We often hear that networking is important for career advancement, but why it is important and how to network effectively is sometimes not so clear. As a young lawyer I was told to network, but I was lost as to what that entailed. Years later, I’ve learned that it is not only important for those marketing goods or services, but for anyone who wants to advance their career regardless of their industry. I’ve also learned that networking is nothing more than making new acquaintances and strengthening the relationships you have already made in your career.
COVID-19 has changed how we connect with people. Virtual networking is often the only chance we have to meet new people and make connections. With some planning and preparation, virtual networking can be a successful tool in furthering your career goals.
The first step in networking, virtual or otherwise, is choosing the right path and developing a plan to meet your goals. In developing that plan, you should consider the following:
1) Long-term career goals – where would you like to ultimately be in five or ten years?
2) Goals at your current position – what do I need to do to get promoted or increase my compensation?
3) Personal considerations – how much time do I have to network and how much money do I have to spend on networking, either of my own or from my employer?
While virtual networking may be the current best choice, as circumstances change, your plan should include a mix of traditional, nontraditional and virtual opportunities. Traditional networking events, such as industry meetings, dinners or conferences, can be valuable and should be incorporated into any plan. Nontraditional networking opportunities include events we attend every day and can fit into almost anyone’s schedule, such as family gatherings, children’s school or sporting events and volunteering with a community organization.
The third type, and likely the most important given the current safety concerns surrounding COVID-19, are virtual networking opportunities. Virtual networking can and should include events planned by organizations that will lead to connections that support your goals as well as events you plan yourself, such as a happy hour with past classmates or an afternoon coffee with former colleagues to strengthen the connections you already formed. Despite the ease in locating and attending virtual events, this format can offer its own challenges – but if you prepare properly, you can have a great experience.
In attending virtual events, you should consider the following:
1) Prepare for the event: Learn the names and companies of the organizers, presenters and attendees; review the agenda or itinerary for the event; and research the topic of the event’s discussion.

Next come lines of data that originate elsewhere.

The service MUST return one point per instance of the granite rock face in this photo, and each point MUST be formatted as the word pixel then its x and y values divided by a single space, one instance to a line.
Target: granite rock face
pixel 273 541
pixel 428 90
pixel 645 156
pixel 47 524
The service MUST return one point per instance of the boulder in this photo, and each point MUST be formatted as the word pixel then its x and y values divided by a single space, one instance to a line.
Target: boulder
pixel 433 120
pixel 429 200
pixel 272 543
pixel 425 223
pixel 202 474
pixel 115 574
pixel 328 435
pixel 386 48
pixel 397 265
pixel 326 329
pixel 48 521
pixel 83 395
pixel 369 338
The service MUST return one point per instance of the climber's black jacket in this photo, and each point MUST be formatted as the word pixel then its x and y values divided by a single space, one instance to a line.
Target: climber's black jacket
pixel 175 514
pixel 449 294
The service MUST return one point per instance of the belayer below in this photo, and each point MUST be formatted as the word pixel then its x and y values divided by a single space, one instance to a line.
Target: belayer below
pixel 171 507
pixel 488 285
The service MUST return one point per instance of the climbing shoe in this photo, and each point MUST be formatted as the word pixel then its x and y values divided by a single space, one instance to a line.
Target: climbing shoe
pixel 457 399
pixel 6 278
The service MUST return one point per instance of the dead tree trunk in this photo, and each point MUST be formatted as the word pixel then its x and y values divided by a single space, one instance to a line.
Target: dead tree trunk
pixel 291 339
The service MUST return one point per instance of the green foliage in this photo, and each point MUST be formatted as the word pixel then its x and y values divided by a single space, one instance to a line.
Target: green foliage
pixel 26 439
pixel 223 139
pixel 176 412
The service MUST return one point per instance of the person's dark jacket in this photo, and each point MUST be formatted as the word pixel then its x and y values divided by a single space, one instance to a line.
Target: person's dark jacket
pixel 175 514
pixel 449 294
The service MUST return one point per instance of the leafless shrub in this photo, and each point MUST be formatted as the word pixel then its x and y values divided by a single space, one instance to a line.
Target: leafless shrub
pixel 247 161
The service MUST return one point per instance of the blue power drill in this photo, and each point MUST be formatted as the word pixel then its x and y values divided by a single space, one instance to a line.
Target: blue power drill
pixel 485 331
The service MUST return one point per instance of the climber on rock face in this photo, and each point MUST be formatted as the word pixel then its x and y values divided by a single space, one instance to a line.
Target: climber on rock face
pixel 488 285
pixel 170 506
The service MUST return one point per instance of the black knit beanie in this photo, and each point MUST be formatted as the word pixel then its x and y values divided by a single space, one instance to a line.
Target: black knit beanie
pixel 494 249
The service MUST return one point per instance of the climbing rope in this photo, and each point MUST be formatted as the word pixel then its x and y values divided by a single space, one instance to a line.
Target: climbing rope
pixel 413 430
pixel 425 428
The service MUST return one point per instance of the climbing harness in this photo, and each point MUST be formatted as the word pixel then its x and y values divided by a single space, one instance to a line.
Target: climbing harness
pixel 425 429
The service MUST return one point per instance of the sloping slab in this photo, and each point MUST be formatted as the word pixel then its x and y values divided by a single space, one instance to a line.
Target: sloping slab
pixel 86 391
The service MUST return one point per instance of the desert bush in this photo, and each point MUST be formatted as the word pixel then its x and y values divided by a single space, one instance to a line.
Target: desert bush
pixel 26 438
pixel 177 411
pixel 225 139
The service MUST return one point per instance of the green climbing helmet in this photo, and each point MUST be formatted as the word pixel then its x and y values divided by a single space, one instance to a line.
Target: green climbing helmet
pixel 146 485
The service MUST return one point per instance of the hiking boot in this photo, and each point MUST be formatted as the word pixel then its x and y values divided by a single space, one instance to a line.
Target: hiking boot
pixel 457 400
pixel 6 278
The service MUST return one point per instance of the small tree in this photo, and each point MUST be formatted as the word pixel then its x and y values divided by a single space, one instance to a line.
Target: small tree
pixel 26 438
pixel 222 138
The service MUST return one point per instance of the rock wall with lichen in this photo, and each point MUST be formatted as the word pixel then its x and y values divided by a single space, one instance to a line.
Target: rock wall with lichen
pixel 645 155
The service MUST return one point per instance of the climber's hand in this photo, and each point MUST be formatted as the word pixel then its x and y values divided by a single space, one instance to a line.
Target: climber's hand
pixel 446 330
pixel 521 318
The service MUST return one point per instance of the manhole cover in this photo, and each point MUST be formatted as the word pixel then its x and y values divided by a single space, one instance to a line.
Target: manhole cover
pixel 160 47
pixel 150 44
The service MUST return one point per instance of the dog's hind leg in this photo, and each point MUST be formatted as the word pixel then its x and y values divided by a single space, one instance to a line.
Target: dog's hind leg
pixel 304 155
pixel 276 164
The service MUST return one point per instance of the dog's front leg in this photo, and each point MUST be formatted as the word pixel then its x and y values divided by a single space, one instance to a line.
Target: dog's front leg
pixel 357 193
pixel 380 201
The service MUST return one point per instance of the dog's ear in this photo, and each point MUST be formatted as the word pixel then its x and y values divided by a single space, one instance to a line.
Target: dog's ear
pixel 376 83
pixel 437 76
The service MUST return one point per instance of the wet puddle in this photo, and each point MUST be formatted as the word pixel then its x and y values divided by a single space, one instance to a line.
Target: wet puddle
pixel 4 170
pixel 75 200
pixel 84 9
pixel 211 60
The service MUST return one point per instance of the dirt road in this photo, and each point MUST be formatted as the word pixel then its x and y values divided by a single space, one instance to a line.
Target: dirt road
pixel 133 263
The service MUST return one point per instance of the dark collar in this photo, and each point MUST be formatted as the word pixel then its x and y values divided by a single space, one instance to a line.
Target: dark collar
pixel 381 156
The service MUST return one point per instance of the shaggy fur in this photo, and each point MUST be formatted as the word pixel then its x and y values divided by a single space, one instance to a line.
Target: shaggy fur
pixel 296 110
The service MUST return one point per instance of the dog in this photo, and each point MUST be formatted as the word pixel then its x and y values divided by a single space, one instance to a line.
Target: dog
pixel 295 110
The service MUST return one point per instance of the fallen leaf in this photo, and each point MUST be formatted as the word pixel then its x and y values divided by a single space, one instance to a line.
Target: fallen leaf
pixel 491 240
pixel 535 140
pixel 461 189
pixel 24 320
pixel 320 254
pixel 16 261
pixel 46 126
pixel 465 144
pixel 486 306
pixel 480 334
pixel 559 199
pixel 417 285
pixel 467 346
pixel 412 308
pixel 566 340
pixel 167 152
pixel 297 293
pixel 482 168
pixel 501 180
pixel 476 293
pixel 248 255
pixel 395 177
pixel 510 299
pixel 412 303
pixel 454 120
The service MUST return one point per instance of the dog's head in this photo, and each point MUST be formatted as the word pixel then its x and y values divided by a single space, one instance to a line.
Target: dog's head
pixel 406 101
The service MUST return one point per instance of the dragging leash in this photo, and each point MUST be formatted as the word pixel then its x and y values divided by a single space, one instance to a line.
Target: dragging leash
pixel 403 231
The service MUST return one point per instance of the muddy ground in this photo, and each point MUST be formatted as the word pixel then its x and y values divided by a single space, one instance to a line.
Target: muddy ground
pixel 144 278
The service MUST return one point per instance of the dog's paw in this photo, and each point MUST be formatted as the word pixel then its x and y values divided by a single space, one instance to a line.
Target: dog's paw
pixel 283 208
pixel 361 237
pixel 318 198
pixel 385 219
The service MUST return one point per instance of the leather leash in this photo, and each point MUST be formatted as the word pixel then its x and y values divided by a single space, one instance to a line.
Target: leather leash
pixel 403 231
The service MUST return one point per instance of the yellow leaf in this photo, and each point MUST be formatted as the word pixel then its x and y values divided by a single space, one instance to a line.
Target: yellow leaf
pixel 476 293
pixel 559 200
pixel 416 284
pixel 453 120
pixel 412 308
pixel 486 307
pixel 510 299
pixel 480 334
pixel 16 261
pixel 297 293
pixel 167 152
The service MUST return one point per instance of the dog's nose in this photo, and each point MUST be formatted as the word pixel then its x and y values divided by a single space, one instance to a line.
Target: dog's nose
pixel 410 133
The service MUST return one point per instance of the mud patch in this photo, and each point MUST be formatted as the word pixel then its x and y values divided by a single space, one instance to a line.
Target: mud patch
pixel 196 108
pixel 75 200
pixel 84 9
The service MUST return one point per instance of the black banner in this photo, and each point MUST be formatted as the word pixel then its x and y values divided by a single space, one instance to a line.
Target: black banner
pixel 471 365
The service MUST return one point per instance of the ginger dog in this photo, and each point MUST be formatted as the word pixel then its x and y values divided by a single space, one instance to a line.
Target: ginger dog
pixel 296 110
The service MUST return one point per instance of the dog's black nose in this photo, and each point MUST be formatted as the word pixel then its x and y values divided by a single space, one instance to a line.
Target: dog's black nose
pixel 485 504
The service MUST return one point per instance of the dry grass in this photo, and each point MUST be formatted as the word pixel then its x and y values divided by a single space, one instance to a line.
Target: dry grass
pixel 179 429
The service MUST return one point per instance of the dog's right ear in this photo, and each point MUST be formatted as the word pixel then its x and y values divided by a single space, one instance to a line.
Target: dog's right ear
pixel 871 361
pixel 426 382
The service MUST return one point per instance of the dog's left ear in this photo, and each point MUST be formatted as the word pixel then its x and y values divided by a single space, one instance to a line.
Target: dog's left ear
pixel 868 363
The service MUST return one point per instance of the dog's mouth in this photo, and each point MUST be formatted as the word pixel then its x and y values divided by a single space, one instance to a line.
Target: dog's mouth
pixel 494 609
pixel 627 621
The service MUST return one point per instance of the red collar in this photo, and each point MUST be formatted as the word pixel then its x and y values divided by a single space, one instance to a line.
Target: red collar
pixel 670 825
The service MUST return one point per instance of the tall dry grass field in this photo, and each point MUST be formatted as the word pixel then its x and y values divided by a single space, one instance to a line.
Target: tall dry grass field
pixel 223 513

Most importantly, and this goes for both virtual and traditional networking, have your elevator pitch ready, i.e. a sixty second speech about who you are and what you do. This preparation will allow you to carry on an informed conversation and create credibility with fellow attendees.
2) Check your technology: Determine what platform is necessary for the event and ensure that any downloads or updates for any applications are completed prior to the day of the event. Make sure your device is charged and you have good cell or data service. Get familiar with the application before the event. Technical issues arise often but taking these steps will ensure that you look prepared and are not fumbling with your computer or phone.
3) Look the part: Dress as if you were attending an event in person and make sure your background is appropriate for the event. Wearing a complete outfit is recommended, especially if you might have to stand up unexpectedly – you don’t want everyone to see your old gym shorts! Also, make sure you are located in a quiet, private space to avoid interruptions.
4) Follow-up is key: Keep a notepad or tablet available to write down names and/or contact information of the event organizers and any key attendees. Asking for the spelling of names and for email addresses is not rude when done so at the proper moment – making connections is the point of these events. Follow up shortly after the event, even if it’s simply to say you enjoyed meeting the person virtually.
5) Stay focused: Keep the conversation and your comments focused on the topic of the event or career related topics. Be a good listener and ask others about themselves which will make you and your new connection more comfortable. Virtual events sometimes lose the personal connection we have at live events. People come from a variety of backgrounds, and a virtual event is not the time or place to introduce topics that might be considered controversial. Focus on your goal to meet people and advance your career.
Finally, remember, networking should not be stressful and can lead to great success if you take the time to plan, follow these tips, and set yourself up for success.